In a 2015 interview Nile Rodgers stated that Chic's 1979 song "Good Times" was partly inspired by "Hollywood Swinging". Rodgers also stated he is the cousin of Robert Mickens.

Track listing

De-Lite Records – DE-561:

Critical reception
Record World said "These guys have to be funk personified.

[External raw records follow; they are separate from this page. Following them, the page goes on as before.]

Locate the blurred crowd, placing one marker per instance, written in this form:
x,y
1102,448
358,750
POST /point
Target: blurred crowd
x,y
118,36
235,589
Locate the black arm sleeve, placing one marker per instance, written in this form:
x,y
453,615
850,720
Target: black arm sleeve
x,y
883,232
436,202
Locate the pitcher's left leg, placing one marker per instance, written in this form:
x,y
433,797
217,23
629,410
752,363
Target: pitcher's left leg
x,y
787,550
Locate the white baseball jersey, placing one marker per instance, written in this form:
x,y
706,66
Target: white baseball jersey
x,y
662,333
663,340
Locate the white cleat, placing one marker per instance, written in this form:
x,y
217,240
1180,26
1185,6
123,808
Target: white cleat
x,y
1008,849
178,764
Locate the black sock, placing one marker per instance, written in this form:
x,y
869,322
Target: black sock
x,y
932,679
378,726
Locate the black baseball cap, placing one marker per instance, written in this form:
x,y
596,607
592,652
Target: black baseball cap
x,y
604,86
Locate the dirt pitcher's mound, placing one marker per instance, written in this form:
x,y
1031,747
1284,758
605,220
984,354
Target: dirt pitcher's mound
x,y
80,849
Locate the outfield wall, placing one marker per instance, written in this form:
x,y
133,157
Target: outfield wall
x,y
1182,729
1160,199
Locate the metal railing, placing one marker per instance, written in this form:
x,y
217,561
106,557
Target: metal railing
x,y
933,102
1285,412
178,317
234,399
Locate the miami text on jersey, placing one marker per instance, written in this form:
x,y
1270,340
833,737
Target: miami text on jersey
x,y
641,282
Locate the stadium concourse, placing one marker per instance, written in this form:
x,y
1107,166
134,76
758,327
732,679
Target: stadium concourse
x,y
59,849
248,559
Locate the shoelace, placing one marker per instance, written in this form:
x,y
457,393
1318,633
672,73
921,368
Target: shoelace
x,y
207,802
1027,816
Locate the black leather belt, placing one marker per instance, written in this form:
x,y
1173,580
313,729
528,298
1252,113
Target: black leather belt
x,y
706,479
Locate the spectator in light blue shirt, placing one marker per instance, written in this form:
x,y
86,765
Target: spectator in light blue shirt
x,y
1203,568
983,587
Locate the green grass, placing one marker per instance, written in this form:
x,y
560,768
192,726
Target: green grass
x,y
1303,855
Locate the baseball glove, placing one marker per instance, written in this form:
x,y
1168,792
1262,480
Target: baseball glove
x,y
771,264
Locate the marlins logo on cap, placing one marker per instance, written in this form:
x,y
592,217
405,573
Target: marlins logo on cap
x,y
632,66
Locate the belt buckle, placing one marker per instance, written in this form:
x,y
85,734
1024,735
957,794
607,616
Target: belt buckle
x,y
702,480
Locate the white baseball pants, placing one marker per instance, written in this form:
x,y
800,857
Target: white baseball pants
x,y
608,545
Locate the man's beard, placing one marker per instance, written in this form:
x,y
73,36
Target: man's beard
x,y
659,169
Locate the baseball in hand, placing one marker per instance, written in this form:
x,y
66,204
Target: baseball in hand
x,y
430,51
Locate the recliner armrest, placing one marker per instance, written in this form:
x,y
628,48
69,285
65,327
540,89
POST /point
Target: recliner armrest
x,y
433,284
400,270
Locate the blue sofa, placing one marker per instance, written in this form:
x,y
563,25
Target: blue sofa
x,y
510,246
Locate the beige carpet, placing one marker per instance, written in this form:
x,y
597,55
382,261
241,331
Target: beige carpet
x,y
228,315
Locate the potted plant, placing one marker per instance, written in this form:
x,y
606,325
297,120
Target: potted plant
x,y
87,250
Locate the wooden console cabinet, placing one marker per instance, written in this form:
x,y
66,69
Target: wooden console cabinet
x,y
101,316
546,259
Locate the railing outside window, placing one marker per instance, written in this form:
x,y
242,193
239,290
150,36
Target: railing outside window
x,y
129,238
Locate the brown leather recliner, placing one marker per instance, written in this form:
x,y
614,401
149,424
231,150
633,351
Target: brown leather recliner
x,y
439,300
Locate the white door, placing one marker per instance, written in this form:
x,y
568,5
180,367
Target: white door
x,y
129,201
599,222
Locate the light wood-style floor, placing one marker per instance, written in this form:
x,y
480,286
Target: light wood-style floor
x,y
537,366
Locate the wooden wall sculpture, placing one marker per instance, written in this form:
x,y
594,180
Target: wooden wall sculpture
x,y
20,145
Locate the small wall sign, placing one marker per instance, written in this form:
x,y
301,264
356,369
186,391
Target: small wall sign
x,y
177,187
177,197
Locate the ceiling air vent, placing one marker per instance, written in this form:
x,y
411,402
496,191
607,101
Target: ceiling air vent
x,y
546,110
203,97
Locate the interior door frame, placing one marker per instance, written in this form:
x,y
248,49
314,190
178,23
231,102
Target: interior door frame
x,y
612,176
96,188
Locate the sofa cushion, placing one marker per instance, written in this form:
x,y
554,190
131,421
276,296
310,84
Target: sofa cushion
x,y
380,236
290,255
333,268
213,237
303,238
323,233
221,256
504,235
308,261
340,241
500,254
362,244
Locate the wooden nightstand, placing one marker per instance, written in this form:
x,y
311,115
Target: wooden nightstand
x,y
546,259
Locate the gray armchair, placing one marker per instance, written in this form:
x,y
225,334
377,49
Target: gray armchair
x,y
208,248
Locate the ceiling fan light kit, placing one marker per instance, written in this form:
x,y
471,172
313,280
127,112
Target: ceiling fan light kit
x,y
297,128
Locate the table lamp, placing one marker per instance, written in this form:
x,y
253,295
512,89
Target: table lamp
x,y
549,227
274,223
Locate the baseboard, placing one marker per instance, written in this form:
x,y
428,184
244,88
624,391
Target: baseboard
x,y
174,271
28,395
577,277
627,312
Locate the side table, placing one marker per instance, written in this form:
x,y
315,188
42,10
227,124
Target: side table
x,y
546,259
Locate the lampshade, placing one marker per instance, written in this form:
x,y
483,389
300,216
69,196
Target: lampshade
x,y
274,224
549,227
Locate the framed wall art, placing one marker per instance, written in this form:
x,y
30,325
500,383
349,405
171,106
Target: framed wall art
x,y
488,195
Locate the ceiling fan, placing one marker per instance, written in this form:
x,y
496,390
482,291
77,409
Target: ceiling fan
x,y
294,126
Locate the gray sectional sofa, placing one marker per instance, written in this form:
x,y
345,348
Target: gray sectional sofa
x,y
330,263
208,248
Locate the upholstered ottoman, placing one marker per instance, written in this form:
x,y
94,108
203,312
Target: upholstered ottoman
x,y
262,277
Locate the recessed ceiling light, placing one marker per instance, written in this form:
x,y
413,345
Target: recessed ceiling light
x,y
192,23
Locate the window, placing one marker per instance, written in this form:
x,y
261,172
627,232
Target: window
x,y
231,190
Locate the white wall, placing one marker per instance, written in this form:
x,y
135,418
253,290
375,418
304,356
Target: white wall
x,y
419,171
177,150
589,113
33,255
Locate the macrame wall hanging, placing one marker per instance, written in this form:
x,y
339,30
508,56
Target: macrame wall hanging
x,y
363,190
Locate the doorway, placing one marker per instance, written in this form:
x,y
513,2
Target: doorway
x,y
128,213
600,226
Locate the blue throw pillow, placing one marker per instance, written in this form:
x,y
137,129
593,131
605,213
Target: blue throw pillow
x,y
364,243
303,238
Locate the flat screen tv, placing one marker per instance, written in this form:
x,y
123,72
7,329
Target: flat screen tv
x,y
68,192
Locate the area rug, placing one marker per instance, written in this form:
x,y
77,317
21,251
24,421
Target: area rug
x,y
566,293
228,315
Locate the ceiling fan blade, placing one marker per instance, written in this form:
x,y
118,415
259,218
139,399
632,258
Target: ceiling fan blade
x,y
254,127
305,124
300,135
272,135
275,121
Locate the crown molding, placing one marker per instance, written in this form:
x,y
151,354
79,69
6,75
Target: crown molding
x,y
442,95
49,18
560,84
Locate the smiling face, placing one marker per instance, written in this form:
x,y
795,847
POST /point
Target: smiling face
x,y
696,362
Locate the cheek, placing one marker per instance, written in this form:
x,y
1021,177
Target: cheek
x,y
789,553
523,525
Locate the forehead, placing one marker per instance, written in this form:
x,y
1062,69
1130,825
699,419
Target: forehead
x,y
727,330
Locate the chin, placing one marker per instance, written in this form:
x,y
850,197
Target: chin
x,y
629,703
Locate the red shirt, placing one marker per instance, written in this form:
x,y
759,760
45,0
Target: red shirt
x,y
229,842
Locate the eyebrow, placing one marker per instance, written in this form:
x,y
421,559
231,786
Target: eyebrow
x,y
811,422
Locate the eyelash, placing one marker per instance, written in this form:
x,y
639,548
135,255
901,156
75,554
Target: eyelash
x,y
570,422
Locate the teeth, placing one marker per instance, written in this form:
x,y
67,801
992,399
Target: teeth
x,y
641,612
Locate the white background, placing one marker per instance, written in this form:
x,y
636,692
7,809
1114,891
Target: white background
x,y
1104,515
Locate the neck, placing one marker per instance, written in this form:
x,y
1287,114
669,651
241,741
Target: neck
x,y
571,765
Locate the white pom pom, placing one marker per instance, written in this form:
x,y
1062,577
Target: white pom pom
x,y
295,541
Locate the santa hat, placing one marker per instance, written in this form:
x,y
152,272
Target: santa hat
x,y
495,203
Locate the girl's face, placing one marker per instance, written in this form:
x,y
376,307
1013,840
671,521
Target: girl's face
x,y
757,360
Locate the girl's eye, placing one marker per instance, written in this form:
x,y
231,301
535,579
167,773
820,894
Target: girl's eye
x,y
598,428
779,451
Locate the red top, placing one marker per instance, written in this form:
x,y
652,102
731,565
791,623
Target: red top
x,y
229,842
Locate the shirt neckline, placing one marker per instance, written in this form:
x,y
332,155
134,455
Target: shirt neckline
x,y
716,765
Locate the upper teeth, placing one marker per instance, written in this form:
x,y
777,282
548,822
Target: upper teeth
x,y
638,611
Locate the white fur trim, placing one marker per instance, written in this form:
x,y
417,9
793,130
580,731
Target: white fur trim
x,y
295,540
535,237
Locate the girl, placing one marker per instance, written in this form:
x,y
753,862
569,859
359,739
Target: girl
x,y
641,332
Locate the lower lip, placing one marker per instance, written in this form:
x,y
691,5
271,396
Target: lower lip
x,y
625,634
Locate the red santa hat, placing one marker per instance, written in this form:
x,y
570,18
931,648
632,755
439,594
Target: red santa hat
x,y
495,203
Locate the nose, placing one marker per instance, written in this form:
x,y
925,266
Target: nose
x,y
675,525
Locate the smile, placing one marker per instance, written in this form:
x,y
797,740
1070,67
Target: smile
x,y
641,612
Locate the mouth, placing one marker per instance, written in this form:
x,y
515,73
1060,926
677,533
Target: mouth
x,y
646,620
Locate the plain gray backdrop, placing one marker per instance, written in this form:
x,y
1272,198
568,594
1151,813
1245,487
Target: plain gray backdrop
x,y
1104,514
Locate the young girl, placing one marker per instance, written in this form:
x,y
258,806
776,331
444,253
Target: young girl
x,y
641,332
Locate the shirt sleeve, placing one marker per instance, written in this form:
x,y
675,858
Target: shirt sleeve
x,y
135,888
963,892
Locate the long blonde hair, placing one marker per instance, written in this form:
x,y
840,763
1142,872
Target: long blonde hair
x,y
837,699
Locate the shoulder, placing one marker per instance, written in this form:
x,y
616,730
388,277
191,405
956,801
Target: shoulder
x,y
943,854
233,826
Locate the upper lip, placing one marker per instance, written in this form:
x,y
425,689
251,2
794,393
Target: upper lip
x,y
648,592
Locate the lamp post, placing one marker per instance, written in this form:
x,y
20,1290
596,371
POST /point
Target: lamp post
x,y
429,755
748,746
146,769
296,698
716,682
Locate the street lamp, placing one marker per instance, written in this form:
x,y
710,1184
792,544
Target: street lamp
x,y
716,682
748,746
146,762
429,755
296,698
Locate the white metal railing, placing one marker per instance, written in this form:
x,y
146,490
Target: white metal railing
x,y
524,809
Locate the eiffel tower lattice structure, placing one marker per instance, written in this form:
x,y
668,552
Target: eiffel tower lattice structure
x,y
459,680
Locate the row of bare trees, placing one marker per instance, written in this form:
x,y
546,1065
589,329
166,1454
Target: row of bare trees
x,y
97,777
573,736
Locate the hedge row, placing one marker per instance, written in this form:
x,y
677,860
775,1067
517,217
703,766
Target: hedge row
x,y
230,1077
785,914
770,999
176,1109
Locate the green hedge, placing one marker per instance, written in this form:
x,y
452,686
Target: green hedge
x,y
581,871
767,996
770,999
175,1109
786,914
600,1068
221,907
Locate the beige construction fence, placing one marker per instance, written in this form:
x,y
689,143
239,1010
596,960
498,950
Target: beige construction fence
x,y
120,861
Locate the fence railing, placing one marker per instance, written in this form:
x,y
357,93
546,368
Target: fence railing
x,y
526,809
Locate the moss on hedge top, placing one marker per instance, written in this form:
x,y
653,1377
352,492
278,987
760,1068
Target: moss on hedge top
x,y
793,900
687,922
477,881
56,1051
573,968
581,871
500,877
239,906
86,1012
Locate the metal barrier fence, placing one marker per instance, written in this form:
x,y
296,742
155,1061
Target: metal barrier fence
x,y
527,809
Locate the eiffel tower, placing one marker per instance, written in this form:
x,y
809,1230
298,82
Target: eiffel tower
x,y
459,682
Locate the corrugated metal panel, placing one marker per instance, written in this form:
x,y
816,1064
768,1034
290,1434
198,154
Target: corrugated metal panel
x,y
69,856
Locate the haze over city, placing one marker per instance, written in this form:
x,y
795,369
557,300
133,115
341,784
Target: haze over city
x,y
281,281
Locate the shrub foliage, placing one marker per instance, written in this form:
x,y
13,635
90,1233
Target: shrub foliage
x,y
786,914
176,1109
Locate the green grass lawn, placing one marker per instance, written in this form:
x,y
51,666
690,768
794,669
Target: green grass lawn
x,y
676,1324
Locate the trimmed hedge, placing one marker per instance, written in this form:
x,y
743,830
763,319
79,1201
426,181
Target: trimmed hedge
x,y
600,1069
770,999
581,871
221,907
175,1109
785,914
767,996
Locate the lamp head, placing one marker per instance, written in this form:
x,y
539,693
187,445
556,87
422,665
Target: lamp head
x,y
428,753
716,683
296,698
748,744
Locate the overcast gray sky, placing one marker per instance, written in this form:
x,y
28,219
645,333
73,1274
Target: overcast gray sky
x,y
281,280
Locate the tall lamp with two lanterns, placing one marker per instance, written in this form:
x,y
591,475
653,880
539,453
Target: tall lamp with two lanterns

Make way for their next million seller."

Daryl Easlea of the BBC wrote "Hollywood Swinging packs appropriate punch".
Andrew Hamilton of Allmusic called Hollywood Swinging "a slightly faster than mid-tempo song with whistles, festive ambiance and lead vocals by keyboardist Ricky West."

Charts

Certifications

Notable appearances in other media
"Hollywood Swinging" appears in the game Grand Theft Auto: San Andreas as well as the game's soundtrack during the dance sequences in the mission "Life's a Beach". It also appears in the Academy Award-winning documentary O.J.: Made in America in a montage detailing Simpson's rise to fame in the late 1970s.

Covers and samples
The song has been sampled in several rap songs, including:
 "Let Me Clear My Throat" by DJ Kool
 "Another Slob Bites the Dust" by Bloods & Crips
 "Compton Swangin'" by B.G. Knocc Out & Dresta
 "Feel So Good" by Mase
 "Money in the Ghetto" by Too $hort
 "Inglewood Swangin'" by Mack 10
 "Got 2 Go" by Redhead Kingpin featuring Kwame
 "Bag of Glue" by the Rubberbandits
 "2 Step" by 2 Chainz

Brian Culbertson featuring Musiq Soulchild and Gerald Albright covered "Hollywood Swinging" on Culbertson's 2008 album Bringing Back the Funk. In 1982 the Big Boys released the Fun, Fun, Fun... EP containing a cover of "Hollywood Swinging".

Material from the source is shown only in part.